Ternyata, menjadi dewasa bukanlah tentang berapa banyak angka yang bertambah pada usia biologis kita setiap saat. Kedewasaan adalah tentang bagaimana kita mampu merangkul luka tanpa harus menyalahkan keadaan atau orang lain.

Dalam setiap babak yang kulewati, aku merasa sedang menulis lembaran baru dalam sebuah novel kehidupan yang penuh dengan plot tak terduga. Setiap air mata yang jatuh menjadi tinta yang mempertegas karakter pribadiku agar semakin kuat dan tangguh.

Aku mulai belajar mendengarkan suara hati kecil yang selama ini terabaikan oleh hiruk-pikuk ambisi duniawi yang semu. Kesunyian tidak lagi menakutkan, melainkan menjadi ruang diskusi paling jujur antara aku dan jiwaku sendiri.

Teman-teman lama mungkin melihatku sebagai pribadi yang berbeda, namun bagiku, ini adalah versi diriku yang paling jujur. Aku tidak lagi merasa perlu membuktikan apa pun kepada dunia, karena kedamaian batin jauh lebih berharga.

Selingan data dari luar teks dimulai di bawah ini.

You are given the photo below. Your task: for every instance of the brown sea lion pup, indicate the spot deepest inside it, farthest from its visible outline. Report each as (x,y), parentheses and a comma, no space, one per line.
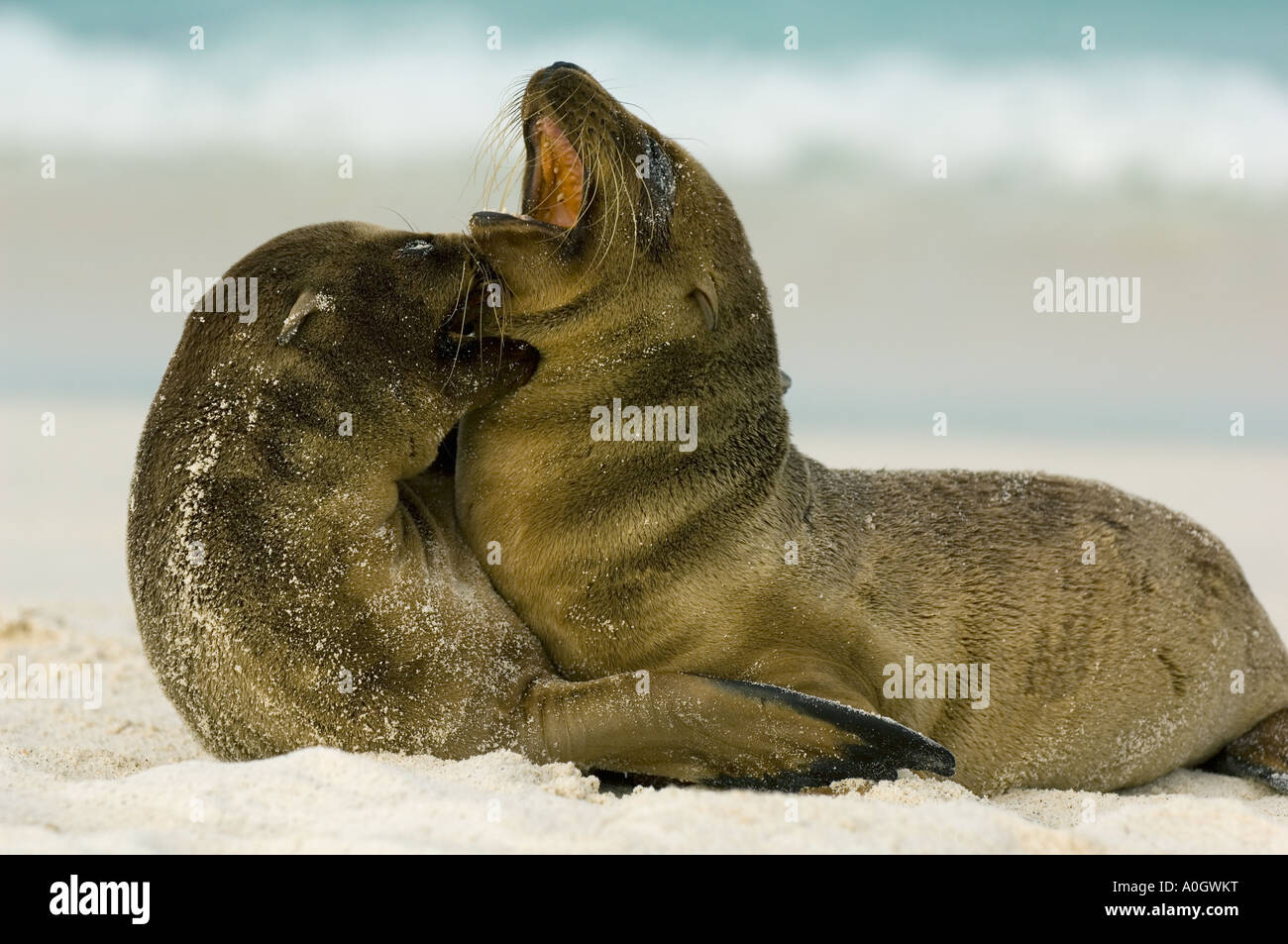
(655,514)
(299,576)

Luka-luka masa lalu kini telah mengering dan meninggalkan bekas yang justru menjadi pengingat akan kekuatan yang pernah kupunya. Aku bersyukur atas setiap kerikil tajam yang pernah melukai kaki ini di sepanjang jalan setapak.

Langit sore yang jingga kini tampak lebih bermakna, mengajarkan bahwa keindahan seringkali muncul tepat sebelum kegelapan datang menyapa. Aku telah siap menghadapi apa pun yang ada di depan dengan kepala tegak dan hati yang lapang.

Namun, apakah kedewasaan ini adalah tujuan akhir, ataukah sekadar awal dari ujian yang jauh lebih besar lagi di masa depan? Hanya waktu yang akan menjawab, sementara aku terus melangkah dengan sejuta harapan yang baru saja tumbuh.